A finales de la década de los 80, el politólogo británico David Held se preguntaba en su obra "Models of Democracy" (Standford University Press, 1987): ¿hasta cuándo se debe considerar que la deliberación, en la democracia, ha tenido éxito? Y respondiendo a su propia pregunta, afirmó que la fuerza de la racionalidad discursiva resulta vital para las mejores soluciones a los problemas colectivos.

Esta premisa adquiere mayor relevancia cuando en las democracias en vías de desarrollo, como la nuestra, la deliberación de los asuntos públicos deriva en actos jurídicos concretos. En este caso se refiere a que del discurso se pasa a legislaciones específicas para minorías que habían sido escuchadas a cuentagotas, marginadas y violentadas en su derecho a la inclusión en la sociedad mexicana: las personas con identidad de género y orientación sexual distinta a la de la mayoría.

No se trata de estar o no estar de acuerdo: se trata simplemente de respetar la dignidad de la condición natural del ser humano, es decir, la identidad de género y la orientación sexual deben de ser bienquistas tal y como se toleran otros elementos de las dimensiones de la identidad humana, como el sexo, la edad, o la raza.

La lucha por los derechos para todas y todos no se acaba aquí. El hecho de que Tamaulipas ya cuente con su legislación respectiva y que en todo el país sea ley el matrimonio igualitario, sin duda es loable. No debemos olvidar que esto ya representa uno de los grandes parteaguas en nuestro país, en la consolidación de los derechos humanos, incluyendo aquellos que la ONU ha determinado como de tercera generación y, especialmente, aquellos principios establecidos en la Declaración de Montreal de 2006 en el marco de la Conferencia Internacional de los Derechos Humanos LGBT (SIC).

Este parteaguas, a su vez, representa una victoria para una sociedad mexicana cada vez más dinámica, cada vez más plural y cada vez más heterogénea cuyo pulso no puede estar alejado de las actualizaciones que todas las Leyes debieran hacer cada determinado número de años.

El desafío, ahora, es vigilar y hacer cumplir su nuevo resolutivo para lograr erradicar no solo la estigmatización sino la discriminación e incluso la violencia a quienes hoy gozan de esta nueva legislación.
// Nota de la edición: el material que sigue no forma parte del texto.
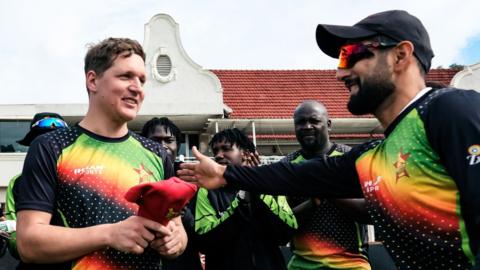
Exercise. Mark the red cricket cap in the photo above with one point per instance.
(161, 201)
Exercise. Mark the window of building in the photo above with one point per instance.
(164, 65)
(10, 132)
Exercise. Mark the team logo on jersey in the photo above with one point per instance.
(401, 165)
(474, 157)
(143, 174)
(372, 185)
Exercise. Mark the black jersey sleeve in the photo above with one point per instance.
(35, 189)
(328, 177)
(452, 123)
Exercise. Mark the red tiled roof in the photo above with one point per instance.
(276, 93)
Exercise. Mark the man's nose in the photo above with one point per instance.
(219, 155)
(136, 85)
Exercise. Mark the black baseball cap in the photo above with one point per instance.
(37, 130)
(398, 25)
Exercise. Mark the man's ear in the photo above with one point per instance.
(91, 81)
(403, 55)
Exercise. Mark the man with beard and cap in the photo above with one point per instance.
(166, 133)
(328, 236)
(420, 183)
(41, 123)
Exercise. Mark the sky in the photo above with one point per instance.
(43, 43)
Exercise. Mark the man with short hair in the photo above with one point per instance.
(420, 183)
(76, 178)
(327, 236)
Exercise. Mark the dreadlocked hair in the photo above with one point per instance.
(233, 136)
(149, 127)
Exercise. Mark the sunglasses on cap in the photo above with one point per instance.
(350, 54)
(50, 122)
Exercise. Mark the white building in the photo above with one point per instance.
(202, 101)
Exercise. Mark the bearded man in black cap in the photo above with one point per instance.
(421, 183)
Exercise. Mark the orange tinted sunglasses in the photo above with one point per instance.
(350, 54)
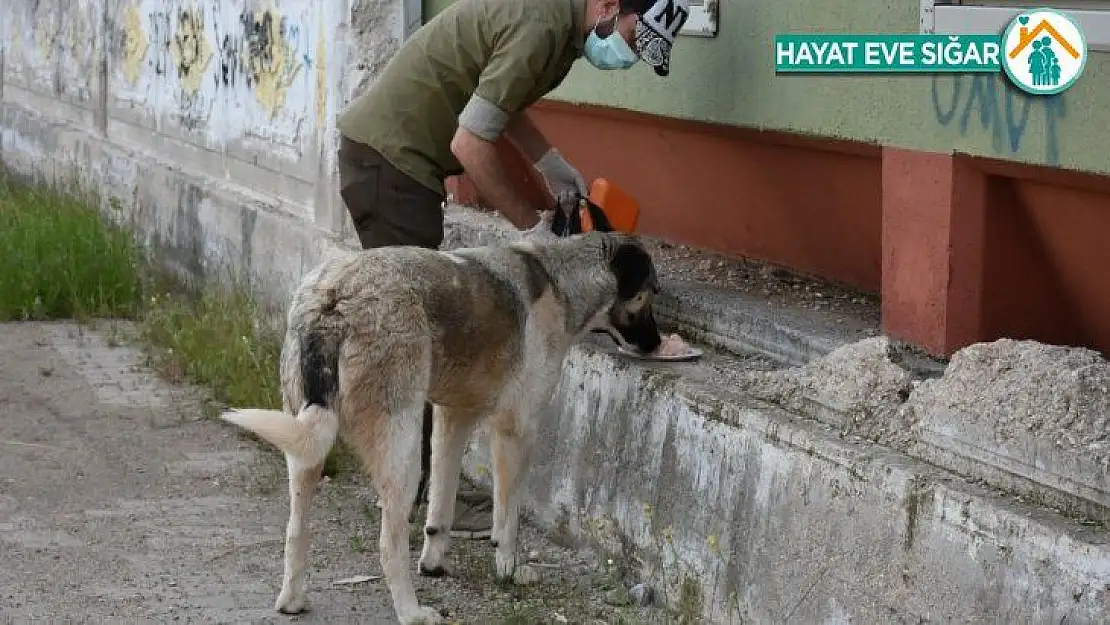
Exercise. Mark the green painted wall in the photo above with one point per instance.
(730, 79)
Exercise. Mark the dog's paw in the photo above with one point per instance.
(433, 570)
(290, 603)
(423, 615)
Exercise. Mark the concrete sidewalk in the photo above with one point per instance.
(121, 502)
(798, 473)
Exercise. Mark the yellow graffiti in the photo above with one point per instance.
(134, 43)
(321, 74)
(271, 63)
(190, 50)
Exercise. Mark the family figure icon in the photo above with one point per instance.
(1046, 51)
(1043, 64)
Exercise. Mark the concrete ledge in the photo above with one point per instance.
(780, 520)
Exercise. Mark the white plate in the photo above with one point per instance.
(690, 354)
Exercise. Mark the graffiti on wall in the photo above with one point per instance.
(52, 51)
(988, 103)
(270, 56)
(133, 44)
(224, 70)
(190, 49)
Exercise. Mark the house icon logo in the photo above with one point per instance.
(1045, 51)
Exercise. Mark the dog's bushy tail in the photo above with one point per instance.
(310, 434)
¿A qué me refiero? A que las leyes de matrimonio igualitario deben ir acompañadas, por un lado, de todas las adecuaciones legales para que las parejas del mismo sexo cuenten con los mismos derechos que las parejas heterosexuales, como por ejemplo ser reconocidas como beneficiarias de la seguridad social o la pensión de sus cónyuges.

Ya hay un piso parejo desde el punto de vista legal en todo el país. Lo que falta es darle sustento a nivel social. Es decir, que entre todas y todos rompamos los estigmas y la discriminación, que entendamos y vivamos en el respeto por las decisiones de vida de las personas, independientemente de sus preferencias sexuales. El amor es amor y el respeto al derecho ajeno es también amor al prójimo.